Often Professionals in Human Resources are very clever and create tricky situations to make candidates show the best or worst of them, so you have to be prepared for stressful situations.

Always remember that you are the owner of your body, and therefore the one with the power to control it and thrive in life.


What happens when a person is unexperienced, nervous and doesn’t have much self-confidence?

Succeed or Fail Signals in a job interview
Succeed or Fail Signals in a job interview

Most of the people have trouble communicating in formal situations where their personalities and abilities are what will be getting them their future jobs.
Frequently what gives them away is not the vocabulary used, but their body language.

Many start wrong in the very beginning. How? Well, they stand up with their heads looking towards the floor and walk dragging their feet. This is just telling them that they aren’t self-assured and that maybe they are tired or not motivated enough. So if this is your case, stand up looking forward and set your eyes straight into the interviewer’s and keep them there all of the time when talking to them.
A very relevant part of the interview is when you shake hands, it’s the one time when you’ll have physical contact with the interviewer, make sure you are making eye contact and then grab their hand gently and firmly for about 4-5 seconds or as long as it takes you both to introduce yourself. For a PHR this is one of the most important parts of the interview, so be really careful with it. This can be hard if you don’t have much confidence or the interviewer looks mean or scary, but it will tell a lot about you; you can practice this stage with a friend, parent or even a teacher if you’re studying. Ask them to act as if they were an interviewer and you the applicant, tell them to ask you questions and answer back always looking straight into their eyes, but don’t do it a couple of times, do it until you feel tired of practicing, until you’ve handled it so well you actually feel like you can pull off any interview successfully.

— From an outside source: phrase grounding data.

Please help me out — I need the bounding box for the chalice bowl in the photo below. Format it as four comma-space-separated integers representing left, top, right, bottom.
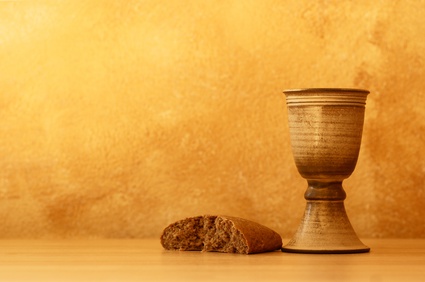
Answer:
282, 88, 370, 254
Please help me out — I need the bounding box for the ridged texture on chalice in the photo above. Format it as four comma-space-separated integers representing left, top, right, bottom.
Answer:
285, 88, 369, 107
284, 89, 368, 180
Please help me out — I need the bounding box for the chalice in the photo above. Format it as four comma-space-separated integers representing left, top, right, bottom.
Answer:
281, 88, 370, 254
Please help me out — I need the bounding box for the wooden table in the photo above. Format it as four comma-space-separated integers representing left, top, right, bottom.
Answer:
0, 239, 424, 281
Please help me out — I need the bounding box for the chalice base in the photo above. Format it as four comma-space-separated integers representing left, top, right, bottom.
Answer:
282, 201, 370, 254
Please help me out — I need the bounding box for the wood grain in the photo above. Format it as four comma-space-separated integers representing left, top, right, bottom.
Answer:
0, 239, 424, 281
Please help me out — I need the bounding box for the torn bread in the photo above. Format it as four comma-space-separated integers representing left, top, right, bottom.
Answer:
160, 215, 282, 254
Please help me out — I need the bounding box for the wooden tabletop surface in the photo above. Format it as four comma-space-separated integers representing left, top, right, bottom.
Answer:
0, 239, 424, 281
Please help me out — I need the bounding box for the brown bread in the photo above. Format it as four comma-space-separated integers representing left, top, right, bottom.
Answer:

Succeed or Fail: Signals in a job interview It’s true that is important to be self-assured and determined in a job interview, but … doesn’t assure a job position

After this will come the actual interview so be very careful how you move your body.
When the interviewer is talking to you don’t look down, this suggests that you’re not interested at all of what they are saying, keep your head directed in the interviewer’s and nod whenever you feel like they’ve said something important or that you agree.
Keep your hands open, don’t play with your fingers or legs, and don’t balance on your chair, if you do this you’ll show that you’re calm and that you’re focusing.

It’s really important that when the interviewer asks deep questions you keep eye contact, avoid excessive blinking or looking sideways, this is really important because eyes often show how honest a person is, and you don’t want the interviewer thinking you’re lying or thinking things too much. If the question is too tricky or you get too nervous, don’t chew your nails or play with your hair, this indicates that there’s anxiety in the applicant, and you might become more stressed.

If you’re in a focus group, keep your concentration on the person you’re talking to and make eye contact with the other candidates every once in a while.

These are things that can be hard to achieve fast. So practice all you can, in your room, taping yourself, checking where you fail and making things right. Trust yourself and believe that you can do whatever you need.

Don’t ever think that you’re not good enough to give an interview. An interviewer is looking for special features in a person, something that makes the difference. It’s true that is important to be self-assured and determined in a job interview, but talking too much or having too much confidence doesn’t assure a job position for anyone.
If you have the abilities needed for the job, you never have to feel less worthy than the other applicants.
You can overcome confidence issues, the fear can be left behind, and you as a person and worker must know that you’re unique and valuable and therefore a job interview is just another step to be given.
Stay positive, if you don’t get the job, keep going forward and learn from your experiences, everything can be used to gain strength and become better in whatever it is that you’re failing.